Any hydrocarbon-based fuel produces more air pollution when burned than hydrogen alone. Hydrocarbon combustion produces carbon dioxide (CO_{2}), carbon monoxide (CO), and hydrocarbon (HC) emissions, while hydrogen (H_{2}) reacts with oxygen (O_{2}) to produce only water (H_{2}O), with some unreacted H_{2} also released. Both hydrocarbon-based fuels and hydrogen fuel will create oxides of nitrogen (NO_{x}) pollutants, because rocket exhaust temperatures above 1600 C will thermally combine some of the nitrogen (N_{2}) and oxygen (O_{2}) already present in the atmosphere, to create oxides of nitrogen.

== RP-1-like fuels ==
Robert H. Goddard's initial rockets used gasoline.

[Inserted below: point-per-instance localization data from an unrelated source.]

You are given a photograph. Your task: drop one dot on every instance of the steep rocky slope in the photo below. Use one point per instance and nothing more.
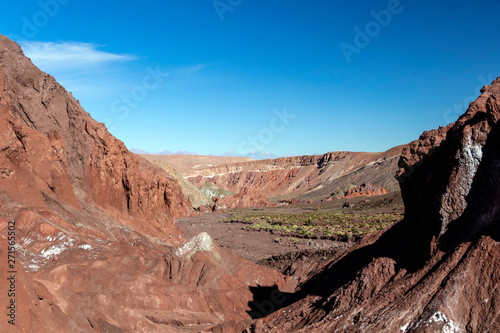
(438, 269)
(96, 246)
(195, 196)
(187, 163)
(304, 177)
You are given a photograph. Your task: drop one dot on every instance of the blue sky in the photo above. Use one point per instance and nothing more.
(290, 77)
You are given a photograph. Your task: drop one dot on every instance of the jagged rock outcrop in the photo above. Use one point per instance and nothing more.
(303, 177)
(435, 271)
(96, 246)
(195, 196)
(364, 190)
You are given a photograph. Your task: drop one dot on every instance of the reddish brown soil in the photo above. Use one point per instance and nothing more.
(251, 245)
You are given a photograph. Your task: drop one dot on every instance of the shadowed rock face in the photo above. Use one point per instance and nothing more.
(435, 271)
(96, 244)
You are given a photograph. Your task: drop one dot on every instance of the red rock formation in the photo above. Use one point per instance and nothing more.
(248, 197)
(364, 190)
(303, 177)
(435, 271)
(96, 244)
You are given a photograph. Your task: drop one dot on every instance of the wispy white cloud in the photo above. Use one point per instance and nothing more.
(50, 55)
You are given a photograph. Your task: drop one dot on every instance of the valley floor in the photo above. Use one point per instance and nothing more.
(242, 232)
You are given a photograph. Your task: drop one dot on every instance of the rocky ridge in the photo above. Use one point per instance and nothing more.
(435, 271)
(303, 177)
(96, 244)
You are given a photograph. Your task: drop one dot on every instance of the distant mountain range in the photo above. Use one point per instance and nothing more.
(163, 152)
(258, 155)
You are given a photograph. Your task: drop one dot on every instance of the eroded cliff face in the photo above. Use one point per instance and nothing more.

While the RP-1 specification was being developed, Rocketdyne was experimenting with diethyl cyclohexane. While superior to RP-1, it was never adopted for use – its formulation was not finished before development of Atlas and Titan I (designed around RP-1) leading to RP-1 becoming the standard hydrocarbon rocket fuel.

Soviet formulations are discussed above. In addition, the Soviets briefly used syntin (синтин), a higher-energy formulation, used in upper stages. Syntin is 1-methyl-1,2-dicyclopropyl cyclopropane (C_{10}H_{16}). Russia is also working to switch the Soyuz-2 from RP-1 to "naftil" or "naphthyl".

After the RP-1 standard, RP-2 was developed. The primary difference is an even lower sulfur content. However, as most users accept RP-1, there was little incentive to produce and stock a second, even rarer and more expensive formulation.

The OTRAG group launched test vehicles using more common blends. In at least one instance, a rocket was propelled by diesel fuel. However, no OTRAG rocket came even close to orbit.